If I understand it correctly, the suggestion to this problem posted previously in the forum (https://www.physicsforums.com/showthread.php?t=352999) does not work. I tried using λ=h/p finding p by using the velocity of a free fall body given displacement d and λ would be the scattering but it does not work.
I also tried using the uncertainty principle assuming the uncertainty in Δx is 1.0 micrometers initially and from there I can find Δp and therefore Δv = 3.315*10^-13 but I don't know how to relate this to the distance traveled d in order to find Δx final which is what is being asked. Does the uncertainty in velocity increases as the particle moves and if so, in what fashion? Should I just do this as a particle diffraction problem? Having the formula or idea for part A would yield the solution to part B i believe.
Any help would be appreciated

 

[anathema]

.

First of all, it is important to clarify the assumptions and limitations of this problem. Since the particles are being released from rest and are falling through a small hole, we can assume that their initial velocity is zero and their final velocity is equal to the velocity they acquire during free fall (assuming no air resistance). Therefore, we can use the equation Vf = (2*g*d)^(1/2) to calculate the final velocity of the particles.

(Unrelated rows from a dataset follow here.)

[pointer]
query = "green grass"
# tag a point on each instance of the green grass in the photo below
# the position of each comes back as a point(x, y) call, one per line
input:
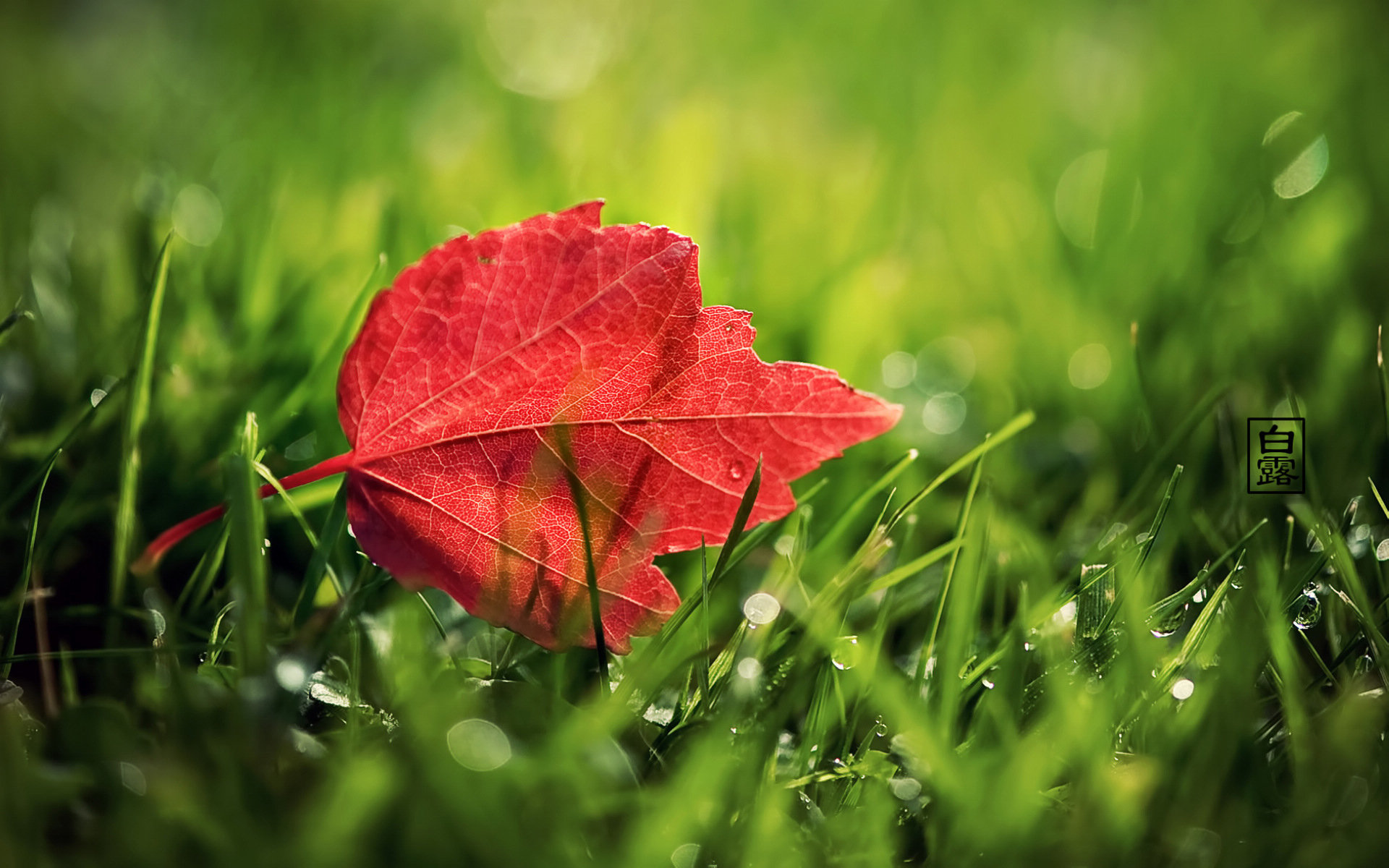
point(1076, 641)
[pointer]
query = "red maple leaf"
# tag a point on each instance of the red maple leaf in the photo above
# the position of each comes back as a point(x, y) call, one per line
point(509, 371)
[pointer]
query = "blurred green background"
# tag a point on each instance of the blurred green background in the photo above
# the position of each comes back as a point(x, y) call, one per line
point(1099, 211)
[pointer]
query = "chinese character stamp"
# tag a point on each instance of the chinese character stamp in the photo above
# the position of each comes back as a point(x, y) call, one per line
point(1277, 454)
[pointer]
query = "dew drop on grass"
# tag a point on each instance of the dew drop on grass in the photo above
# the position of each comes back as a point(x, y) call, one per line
point(846, 653)
point(749, 668)
point(762, 608)
point(132, 778)
point(197, 216)
point(1304, 171)
point(1309, 613)
point(906, 789)
point(685, 856)
point(1089, 367)
point(478, 745)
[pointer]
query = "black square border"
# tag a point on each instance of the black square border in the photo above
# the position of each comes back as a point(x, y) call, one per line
point(1249, 451)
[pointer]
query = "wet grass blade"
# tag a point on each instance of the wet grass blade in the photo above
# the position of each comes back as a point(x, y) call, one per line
point(246, 555)
point(22, 590)
point(961, 524)
point(17, 493)
point(590, 573)
point(721, 566)
point(860, 503)
point(318, 566)
point(195, 590)
point(1384, 380)
point(137, 413)
point(990, 442)
point(331, 356)
point(1160, 460)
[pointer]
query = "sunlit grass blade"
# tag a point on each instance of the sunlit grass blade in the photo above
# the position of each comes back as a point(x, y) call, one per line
point(961, 524)
point(18, 492)
point(197, 587)
point(137, 413)
point(694, 602)
point(22, 588)
point(990, 442)
point(899, 574)
point(581, 509)
point(331, 354)
point(1160, 459)
point(1384, 378)
point(246, 555)
point(13, 320)
point(320, 566)
point(1360, 605)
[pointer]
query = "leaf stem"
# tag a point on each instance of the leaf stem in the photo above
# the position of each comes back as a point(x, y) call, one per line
point(156, 550)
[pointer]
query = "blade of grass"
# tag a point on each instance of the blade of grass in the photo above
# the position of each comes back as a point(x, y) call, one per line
point(961, 522)
point(195, 590)
point(334, 527)
point(910, 569)
point(689, 605)
point(1160, 459)
point(590, 573)
point(246, 556)
point(990, 442)
point(22, 590)
point(1335, 549)
point(331, 356)
point(137, 413)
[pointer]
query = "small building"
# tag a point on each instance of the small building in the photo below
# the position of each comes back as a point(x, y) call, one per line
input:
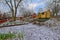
point(45, 14)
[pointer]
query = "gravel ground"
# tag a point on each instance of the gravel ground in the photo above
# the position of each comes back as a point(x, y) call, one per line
point(34, 32)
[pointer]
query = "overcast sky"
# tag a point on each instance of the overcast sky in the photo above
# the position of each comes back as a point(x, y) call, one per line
point(34, 5)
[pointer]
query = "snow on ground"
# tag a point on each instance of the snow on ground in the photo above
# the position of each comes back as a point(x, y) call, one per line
point(34, 32)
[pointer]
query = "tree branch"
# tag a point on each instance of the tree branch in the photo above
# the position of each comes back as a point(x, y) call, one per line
point(8, 4)
point(19, 2)
point(11, 3)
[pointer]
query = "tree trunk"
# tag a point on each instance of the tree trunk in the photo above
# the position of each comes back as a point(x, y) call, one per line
point(13, 16)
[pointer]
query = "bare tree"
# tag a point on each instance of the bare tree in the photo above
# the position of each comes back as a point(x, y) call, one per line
point(13, 5)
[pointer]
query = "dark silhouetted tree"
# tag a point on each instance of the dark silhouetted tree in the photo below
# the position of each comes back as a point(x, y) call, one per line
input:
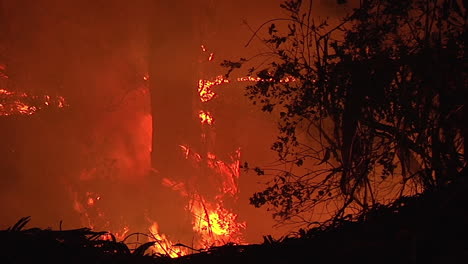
point(376, 109)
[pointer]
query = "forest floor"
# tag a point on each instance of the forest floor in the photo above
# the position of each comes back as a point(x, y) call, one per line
point(428, 228)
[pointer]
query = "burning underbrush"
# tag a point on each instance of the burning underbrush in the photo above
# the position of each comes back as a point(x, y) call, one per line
point(429, 228)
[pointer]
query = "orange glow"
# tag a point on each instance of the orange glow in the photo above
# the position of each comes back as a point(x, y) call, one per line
point(206, 117)
point(204, 87)
point(163, 245)
point(12, 103)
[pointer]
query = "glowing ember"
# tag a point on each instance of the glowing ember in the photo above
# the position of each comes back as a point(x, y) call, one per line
point(162, 245)
point(214, 223)
point(12, 103)
point(211, 57)
point(206, 117)
point(204, 88)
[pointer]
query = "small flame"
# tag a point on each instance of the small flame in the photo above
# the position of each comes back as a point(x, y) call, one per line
point(13, 103)
point(163, 245)
point(206, 117)
point(204, 87)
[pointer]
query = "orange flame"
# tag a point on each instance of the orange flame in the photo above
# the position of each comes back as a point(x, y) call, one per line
point(206, 117)
point(12, 103)
point(163, 245)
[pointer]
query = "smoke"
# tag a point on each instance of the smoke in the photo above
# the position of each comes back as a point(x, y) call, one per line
point(89, 164)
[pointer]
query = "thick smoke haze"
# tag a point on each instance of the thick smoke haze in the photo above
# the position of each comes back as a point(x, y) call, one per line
point(97, 55)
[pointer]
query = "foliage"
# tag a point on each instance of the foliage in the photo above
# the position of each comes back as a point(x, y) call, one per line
point(376, 109)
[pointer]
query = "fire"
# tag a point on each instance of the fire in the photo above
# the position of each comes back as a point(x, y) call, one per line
point(211, 220)
point(204, 88)
point(162, 245)
point(214, 223)
point(13, 103)
point(206, 117)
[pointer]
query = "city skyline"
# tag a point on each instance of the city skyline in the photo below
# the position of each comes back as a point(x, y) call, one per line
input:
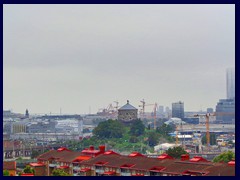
point(79, 58)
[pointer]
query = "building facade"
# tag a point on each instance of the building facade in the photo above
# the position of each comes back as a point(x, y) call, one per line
point(225, 111)
point(230, 76)
point(127, 113)
point(178, 110)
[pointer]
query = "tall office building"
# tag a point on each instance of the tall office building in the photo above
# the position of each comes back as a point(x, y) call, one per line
point(230, 83)
point(225, 111)
point(178, 109)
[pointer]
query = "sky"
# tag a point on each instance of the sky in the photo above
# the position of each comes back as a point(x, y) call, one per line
point(80, 58)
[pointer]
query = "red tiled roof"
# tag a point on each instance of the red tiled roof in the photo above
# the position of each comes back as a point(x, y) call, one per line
point(101, 163)
point(9, 165)
point(110, 152)
point(85, 170)
point(165, 156)
point(157, 169)
point(62, 149)
point(62, 156)
point(63, 167)
point(231, 163)
point(81, 158)
point(169, 166)
point(127, 165)
point(135, 154)
point(137, 175)
point(195, 172)
point(36, 164)
point(27, 174)
point(198, 159)
point(109, 173)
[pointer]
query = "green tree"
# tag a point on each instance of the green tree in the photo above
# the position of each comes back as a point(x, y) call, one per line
point(35, 154)
point(212, 139)
point(133, 139)
point(109, 129)
point(6, 173)
point(59, 172)
point(153, 139)
point(165, 129)
point(28, 169)
point(176, 152)
point(137, 128)
point(224, 157)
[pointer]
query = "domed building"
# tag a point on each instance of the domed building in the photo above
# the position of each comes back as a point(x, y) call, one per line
point(127, 113)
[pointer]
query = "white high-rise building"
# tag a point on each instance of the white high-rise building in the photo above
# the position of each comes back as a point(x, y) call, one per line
point(230, 83)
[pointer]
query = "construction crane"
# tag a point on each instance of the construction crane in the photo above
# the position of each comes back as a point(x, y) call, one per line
point(207, 127)
point(176, 135)
point(154, 111)
point(155, 115)
point(116, 107)
point(143, 108)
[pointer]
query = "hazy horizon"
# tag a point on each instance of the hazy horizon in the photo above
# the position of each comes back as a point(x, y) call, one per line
point(82, 57)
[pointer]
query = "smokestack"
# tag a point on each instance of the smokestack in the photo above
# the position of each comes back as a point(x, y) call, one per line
point(102, 148)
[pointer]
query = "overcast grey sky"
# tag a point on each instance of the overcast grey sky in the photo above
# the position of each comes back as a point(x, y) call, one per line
point(79, 56)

Now, let's look at the uncertainty principle. The uncertainty in position, Δx, is given by the diameter of the circle in which most particles will land, which is what we are trying to calculate. The uncertainty in momentum, Δp, is given by h/2, where h is the Planck's constant. Therefore, we can set these two values equal to each other and solve for Δx:

Δx = h/(2Δp)

Now, we need to calculate Δp. We know that p = mv, where m is the mass of the particle and v is its velocity. We also know from the given information that the particles have a diameter of 1.0*10^-6 m. Therefore, we can calculate the mass of each particle using the formula for the volume of a sphere:

m = (4/3)πr^3ρ

where r is the radius of the particle (which is half of its diameter) and ρ is the density of the particle. We can assume that ρ is constant for all the particles, so we can use this formula to calculate the mass of each particle.

Now, we can calculate the uncertainty in momentum, Δp, by multiplying the mass of each particle by the final velocity they acquire during free fall. This will give us the range of possible momenta for the particles.

Finally, we can substitute this value for Δp in the equation for Δx and solve for the diameter of the circle in which most particles will land. This will give us the answer to part A of the problem.

For part B, we need to repeat the same process, but this time using a diameter of 1.7 micrometers for the circle in which most particles will land. We can then calculate the uncertainty in momentum and use it to solve for the distance d at which this diameter will be observed.